The "Dark Enlightenment" Frightens Macron and Freemasons

May 8, 2025, 12:00 PM

Perspective

Tech billionaires are pushing their younger and braver individuals into the political arena and achieving success (until reaching the position of US Vice President). Traditional elites suddenly become nervous. They don't even know who to support - Macron or the collective Peter Thiel. Both are terrible.

Gleb Kuznetsov - Political Scientist

Macron went to the French Freemason gathering and delivered a speech in the style of "Take up arms, brothers," calling for the protection of freedom from various practical threats, including "Dark Enlightenment." Like any online ideology, "Dark Enlightenment" has many derivative ideas. If we pick out the main and forward-looking content for practice, it is roughly as follows:

The future belongs to technocracy, to hierarchy, algorithmic control, and the abandonment of all consequences brought by human-centered society, including the impact on human rights, institutions, and traditional democracy. Western liberal order is a dangerous illusion. No democracy is a stable regime but a corrupt oligarchy where power does not belong to the people but to a system interconnected by universities, media, bureaucracies, and NGOs. This system is called the "Cathedral" - a self-replicating organism that sets acceptable boundaries and introduces "progressive" ideology in the form of neutral objective truth. Liberalism is not an "ideology" - it is power disguised as morality.

Capitalism is also not a "structure" or way of interaction in the economy. Capital combined with computational ability operates like a self-learning machine, optimizing itself and the surrounding world through money, data, and infrastructure. It needs no ethics, rules, or justice - only calculability and expansion.

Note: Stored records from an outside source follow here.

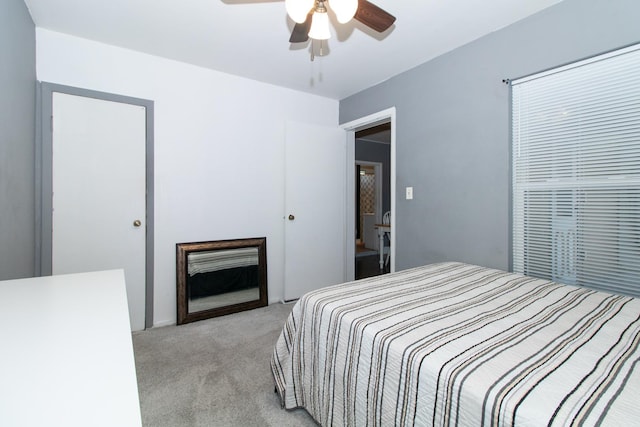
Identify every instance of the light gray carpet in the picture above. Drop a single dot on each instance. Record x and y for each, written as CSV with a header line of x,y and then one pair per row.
x,y
213,372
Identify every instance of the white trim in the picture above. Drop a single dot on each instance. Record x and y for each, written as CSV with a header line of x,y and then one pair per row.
x,y
384,116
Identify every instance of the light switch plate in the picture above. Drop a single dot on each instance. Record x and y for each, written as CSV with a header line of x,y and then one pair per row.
x,y
409,193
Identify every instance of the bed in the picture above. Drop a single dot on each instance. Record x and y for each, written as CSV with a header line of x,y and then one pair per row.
x,y
461,345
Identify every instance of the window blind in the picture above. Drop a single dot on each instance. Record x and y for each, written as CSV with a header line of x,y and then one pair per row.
x,y
576,173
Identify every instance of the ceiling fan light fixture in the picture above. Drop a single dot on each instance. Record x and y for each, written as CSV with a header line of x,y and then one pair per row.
x,y
345,10
320,25
298,9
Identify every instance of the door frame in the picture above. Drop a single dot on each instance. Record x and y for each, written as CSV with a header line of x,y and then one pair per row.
x,y
377,167
44,181
385,116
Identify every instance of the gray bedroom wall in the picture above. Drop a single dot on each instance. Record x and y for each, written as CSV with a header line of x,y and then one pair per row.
x,y
17,135
452,127
377,152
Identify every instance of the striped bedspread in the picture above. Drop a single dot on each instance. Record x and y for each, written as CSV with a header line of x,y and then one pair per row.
x,y
461,345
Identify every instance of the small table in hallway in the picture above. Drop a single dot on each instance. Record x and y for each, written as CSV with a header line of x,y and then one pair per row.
x,y
382,230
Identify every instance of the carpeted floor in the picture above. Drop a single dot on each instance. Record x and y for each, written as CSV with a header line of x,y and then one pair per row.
x,y
213,372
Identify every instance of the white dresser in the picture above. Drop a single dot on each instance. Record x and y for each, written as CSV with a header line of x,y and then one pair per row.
x,y
66,355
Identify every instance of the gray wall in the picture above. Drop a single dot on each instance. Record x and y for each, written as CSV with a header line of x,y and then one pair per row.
x,y
376,152
452,127
17,135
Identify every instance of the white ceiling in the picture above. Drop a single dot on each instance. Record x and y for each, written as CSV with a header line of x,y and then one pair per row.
x,y
250,38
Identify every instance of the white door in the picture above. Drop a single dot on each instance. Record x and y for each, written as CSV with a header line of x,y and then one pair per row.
x,y
315,216
99,192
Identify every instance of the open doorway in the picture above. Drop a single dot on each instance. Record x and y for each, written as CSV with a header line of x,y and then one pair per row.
x,y
373,200
352,127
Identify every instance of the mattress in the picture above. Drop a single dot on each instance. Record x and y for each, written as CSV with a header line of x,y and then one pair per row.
x,y
461,345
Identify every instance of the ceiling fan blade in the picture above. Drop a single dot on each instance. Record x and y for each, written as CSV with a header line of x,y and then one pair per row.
x,y
374,17
300,33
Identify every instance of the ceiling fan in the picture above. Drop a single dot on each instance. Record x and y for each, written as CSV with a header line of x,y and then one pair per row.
x,y
312,20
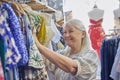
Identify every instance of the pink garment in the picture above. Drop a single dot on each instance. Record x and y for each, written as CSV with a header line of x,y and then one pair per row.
x,y
97,34
1,72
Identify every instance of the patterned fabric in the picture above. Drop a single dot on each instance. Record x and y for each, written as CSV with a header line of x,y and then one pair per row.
x,y
1,71
12,53
115,71
17,34
29,73
97,34
35,58
12,74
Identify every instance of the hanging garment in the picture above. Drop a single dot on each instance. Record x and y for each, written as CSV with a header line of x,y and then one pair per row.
x,y
2,53
12,53
115,72
17,34
29,73
1,71
35,58
97,34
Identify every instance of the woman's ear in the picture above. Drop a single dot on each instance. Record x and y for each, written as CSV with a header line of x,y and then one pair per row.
x,y
83,34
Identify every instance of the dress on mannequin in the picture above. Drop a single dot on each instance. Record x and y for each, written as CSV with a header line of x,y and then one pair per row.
x,y
96,31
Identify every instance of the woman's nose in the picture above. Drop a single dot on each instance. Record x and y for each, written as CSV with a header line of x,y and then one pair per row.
x,y
67,34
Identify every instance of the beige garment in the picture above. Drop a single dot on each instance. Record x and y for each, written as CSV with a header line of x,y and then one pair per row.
x,y
87,66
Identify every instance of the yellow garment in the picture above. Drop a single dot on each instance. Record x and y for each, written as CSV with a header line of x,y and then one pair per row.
x,y
42,32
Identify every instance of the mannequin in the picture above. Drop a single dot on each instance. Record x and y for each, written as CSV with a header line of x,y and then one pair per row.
x,y
96,13
96,31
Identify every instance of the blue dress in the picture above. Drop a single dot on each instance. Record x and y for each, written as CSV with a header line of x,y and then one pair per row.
x,y
14,25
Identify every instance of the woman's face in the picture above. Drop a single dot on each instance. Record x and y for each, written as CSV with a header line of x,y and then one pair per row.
x,y
72,35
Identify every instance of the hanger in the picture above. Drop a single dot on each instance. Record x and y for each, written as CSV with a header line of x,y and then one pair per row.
x,y
35,5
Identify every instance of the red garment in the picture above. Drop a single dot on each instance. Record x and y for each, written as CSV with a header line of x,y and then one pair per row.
x,y
97,34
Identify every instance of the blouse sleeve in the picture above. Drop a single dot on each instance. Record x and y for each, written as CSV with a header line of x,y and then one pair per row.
x,y
87,65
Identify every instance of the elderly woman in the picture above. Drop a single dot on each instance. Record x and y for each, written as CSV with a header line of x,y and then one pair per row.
x,y
78,61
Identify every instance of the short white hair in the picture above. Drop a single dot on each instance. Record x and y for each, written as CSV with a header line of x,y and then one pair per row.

The world should be coordinated and managed by technical elites who own algorithms and have all necessary infrastructure to ensure stability, security, and order, working together with technocratic officials. This gives rise to a new form of power - neither classical state nor company. It's a symbiotic structure where public and private parts merge and complement each other. The state and company form a unified entity where data, computational ability, and bureaucratic resources are dedicated to achieving system stability.

The state has not lost its original sovereign significance but acquired a new form of power - operational power, becoming a platform with complete administrative allocation functions. Actual power - including military power and suppression power - is realized through artificial intelligence algorithms. Such an order is inherently elitist: only those who can handle abstract concepts, algorithms, and system architectures can gain management power. So-called "ordinary people" have not "disappeared," but become variables - potential noise. Even if they cannot be "eliminated," they must be completely manageable and algorithmically predictable.

Technical capital - an aggregate composed of algorithmic solutions and financial and energy infrastructures serving them - is being introduced into social, political, and ethical systems, gradually squeezing out everything in these systems that cannot be described digitally. It is recursive - self-replicating and self-reproducing in numerous reflections. It utilizes various institutions, legal mechanisms, and cultural forms. The symbiotic relationship between the state and the company is not an elite conspiracy but a strategic move by technical capital: using existing structures for optimal expansion and occupation of new living spaces. The goal of technical capital is stability, efficiency, and progress. In this project, freedom as a political category has no place because, from a computational perspective, freedom is a space of uncertainty.

Blogging enthusiasts interested in philosophy read and creatively process the thoughts of Michel Foucault, Gilles Deleuze, and Nick Land, exchanging them online. Their collaboration caught the attention of tech billionaires who may not have read Foucault but clearly desire greater autonomy in scale and ambition without restrictions from states, societies, and rules. Tech billionaires push their younger and braver individuals into the political arena and achieve success (until reaching the position of US Vice President). Traditional elites suddenly become nervous. We are in such a situation. We don't even know who to support - Macron or the collective Peter Thiel. Both are terrible.